The Royal Shakespeare company, as Valencich commonly points out in his English classes, is one of the four major Shakespearean companies, the others being in Ashland, Canada and England.
Growing up in London was a different experience than growing up here in Sacramento.
“I loved the freedom of growing up in London. Every summer my grandmother would get me a subway pass. The curfew that my mother enforced was ‘last train,’” said Valencich.
Valencich began his affinity for the English language in the ninth grade, when he fell in love with Shakespearean theater.
“Growing up in London and the efforts of my ninth grade teacher inspired my love of Shakespeare,” said Valencich. “He always had dirt cheap front row tickets to the West End, which was London’s equivalent to New York City’s broadway.”
After his experience in London, Valencich works to plan the annual trip to Ashland, Oregon. Securing discounts on seats at plays and housing for students, he works to keep the trip affordable.
“I just want to pay it back on the trip to Ashland and show students world class theater like I saw in London,” said Valencich.
This year students will be seeing “The Tempest,” “A Comedy of Errors,” “A Wrinkle in Time,” and “Cocoanuts.”
London was an epicenter for new ideas to spread.
“There were the social movements, like the punk rock movement,” said Valencich. “I wasn’t really a part of it, but some of my classmates were.”
But not everything was peaches and cream, or bangers and biscuits in England.
“There were protests, like the American Air Force housing their nuclear missiles and weapons at british RAF bases,” Valencich said. “I marched on the Greenham Commons for British autonomy in deciding whether or not they should hold the missiles. I ran into Peter jennings and the ABC crew.
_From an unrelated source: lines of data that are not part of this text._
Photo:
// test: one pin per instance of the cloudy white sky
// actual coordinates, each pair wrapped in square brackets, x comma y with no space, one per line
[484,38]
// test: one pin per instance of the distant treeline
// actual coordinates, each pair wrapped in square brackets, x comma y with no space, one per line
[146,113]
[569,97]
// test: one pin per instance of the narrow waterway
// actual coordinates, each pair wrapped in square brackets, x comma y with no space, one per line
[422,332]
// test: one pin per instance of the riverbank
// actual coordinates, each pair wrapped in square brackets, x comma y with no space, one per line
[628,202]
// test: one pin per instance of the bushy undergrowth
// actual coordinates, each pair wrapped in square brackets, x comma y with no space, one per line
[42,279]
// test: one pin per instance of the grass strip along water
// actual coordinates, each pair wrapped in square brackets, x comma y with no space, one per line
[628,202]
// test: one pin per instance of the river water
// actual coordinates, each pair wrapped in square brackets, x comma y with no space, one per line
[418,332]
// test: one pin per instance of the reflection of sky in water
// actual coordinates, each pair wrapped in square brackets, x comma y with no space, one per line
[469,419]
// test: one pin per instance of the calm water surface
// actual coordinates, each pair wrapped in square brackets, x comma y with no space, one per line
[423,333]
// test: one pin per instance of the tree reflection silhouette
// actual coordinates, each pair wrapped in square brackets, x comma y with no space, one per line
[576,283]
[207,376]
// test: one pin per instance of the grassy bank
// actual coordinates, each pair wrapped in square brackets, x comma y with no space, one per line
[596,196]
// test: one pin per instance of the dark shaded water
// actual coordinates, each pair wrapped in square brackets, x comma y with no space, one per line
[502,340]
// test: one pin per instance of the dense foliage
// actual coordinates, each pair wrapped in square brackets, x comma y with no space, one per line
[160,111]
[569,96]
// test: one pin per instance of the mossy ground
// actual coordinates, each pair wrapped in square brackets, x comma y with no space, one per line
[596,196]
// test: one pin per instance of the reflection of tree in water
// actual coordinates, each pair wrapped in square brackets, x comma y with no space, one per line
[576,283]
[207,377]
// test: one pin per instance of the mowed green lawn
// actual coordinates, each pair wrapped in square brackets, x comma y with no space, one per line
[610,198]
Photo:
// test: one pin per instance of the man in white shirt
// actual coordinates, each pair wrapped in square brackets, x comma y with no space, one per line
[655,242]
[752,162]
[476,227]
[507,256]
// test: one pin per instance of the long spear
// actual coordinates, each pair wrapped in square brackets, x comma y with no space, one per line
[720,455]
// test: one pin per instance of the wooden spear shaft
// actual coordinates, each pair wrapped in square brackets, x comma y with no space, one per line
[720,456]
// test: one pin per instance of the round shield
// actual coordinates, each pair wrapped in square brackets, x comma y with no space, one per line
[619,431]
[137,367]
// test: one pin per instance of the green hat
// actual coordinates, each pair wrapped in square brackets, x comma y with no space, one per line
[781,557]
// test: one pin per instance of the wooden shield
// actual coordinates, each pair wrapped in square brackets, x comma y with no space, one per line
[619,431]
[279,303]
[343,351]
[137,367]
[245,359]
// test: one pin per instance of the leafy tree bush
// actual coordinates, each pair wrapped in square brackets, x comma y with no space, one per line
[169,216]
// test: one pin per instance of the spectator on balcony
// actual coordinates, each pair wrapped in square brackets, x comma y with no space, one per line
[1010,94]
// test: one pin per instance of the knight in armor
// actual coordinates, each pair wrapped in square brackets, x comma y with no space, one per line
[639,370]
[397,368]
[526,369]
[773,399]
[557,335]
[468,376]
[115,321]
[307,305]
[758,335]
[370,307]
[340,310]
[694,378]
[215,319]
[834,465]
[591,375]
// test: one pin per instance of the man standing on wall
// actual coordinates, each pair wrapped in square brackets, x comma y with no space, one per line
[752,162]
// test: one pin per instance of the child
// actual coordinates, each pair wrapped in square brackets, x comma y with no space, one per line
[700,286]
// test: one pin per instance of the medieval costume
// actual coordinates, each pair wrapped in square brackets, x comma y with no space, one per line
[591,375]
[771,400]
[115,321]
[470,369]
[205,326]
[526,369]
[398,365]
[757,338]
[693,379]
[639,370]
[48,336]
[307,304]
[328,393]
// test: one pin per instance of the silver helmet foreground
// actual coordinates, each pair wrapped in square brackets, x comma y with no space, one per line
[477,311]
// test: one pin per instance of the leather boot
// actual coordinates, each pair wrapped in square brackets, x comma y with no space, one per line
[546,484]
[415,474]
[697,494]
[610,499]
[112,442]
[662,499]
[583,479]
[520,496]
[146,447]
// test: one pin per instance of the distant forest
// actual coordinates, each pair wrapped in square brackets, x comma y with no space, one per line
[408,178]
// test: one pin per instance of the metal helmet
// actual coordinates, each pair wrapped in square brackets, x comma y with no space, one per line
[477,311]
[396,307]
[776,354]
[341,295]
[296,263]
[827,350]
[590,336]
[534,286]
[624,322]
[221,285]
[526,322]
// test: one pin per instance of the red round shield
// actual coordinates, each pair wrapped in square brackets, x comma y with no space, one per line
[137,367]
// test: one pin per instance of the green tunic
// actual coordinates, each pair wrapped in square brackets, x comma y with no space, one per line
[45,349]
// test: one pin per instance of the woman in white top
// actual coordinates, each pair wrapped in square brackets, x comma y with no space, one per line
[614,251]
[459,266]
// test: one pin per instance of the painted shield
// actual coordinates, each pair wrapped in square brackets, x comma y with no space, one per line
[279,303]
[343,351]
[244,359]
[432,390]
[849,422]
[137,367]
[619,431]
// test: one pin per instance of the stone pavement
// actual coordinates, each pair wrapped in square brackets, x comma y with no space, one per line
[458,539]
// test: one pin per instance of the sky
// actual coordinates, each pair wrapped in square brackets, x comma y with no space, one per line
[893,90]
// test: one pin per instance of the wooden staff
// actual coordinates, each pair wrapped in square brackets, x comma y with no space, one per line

It was a lively time, musically, culturally and politically.
After living in London, England, he attended Pomona College in Southern California.
“I earn my bachelors at Pomona in history,” said Valencich. “I chose history just because of the strength of the department.”
But it is his first adventure out of college that would be historic.
“My first job out of college was teaching english at IBM in Kyoto and Osaka in 1988 and 1989,” said Valencich. “You’ve got to understand that Japan in the late 80s was like it was here in the 1920s, in a boom.”
While there weren’t any flappers or bootleggers or grand Gatsby parties glorified by the recent fascination of the notorious era, there definitely was a lasting cultural impact.
“There were 45 million dollar Van Gogh’s hanging in lobbies,” said Valencich.
After his time in Japan he briefly lived in Seattle, Washington, before he realized that he thoroughly enjoyed teaching in Japan and wanted to continue here in the United States.
“I sold futons for a year in Seattle before i returned to Sac State to get my credentials for teaching,” Valencich said. “I knew that I wanted to be a teacher after the ninth grade because of inspiration of my teacher. I taught junior and senior high in Davis for 10 years.”
But Valencich has always had his sights on Rio.
“It is funny, while I was commuting from my house in midtown to Davis, I said that if I ever taught in Sacramento, it’d be at Rio Americano High School,” Valencich said. “I viewed Rio as comparable to Davis in terms of academically rigor. Now I am in my 7th year here at Rio.”
He is married with ceramics teacher Ms. Worley and they together raise their only child, Lilly, who has made an appearance at Rio basketball games and given the Rowdy Raiders a run for their money.
He’s here, in room A-07, teaching A.P. Literature and Composition and English II, ready to impart his knowledge that he’s gained through seeing and experiencing the world. All we have to do is listen.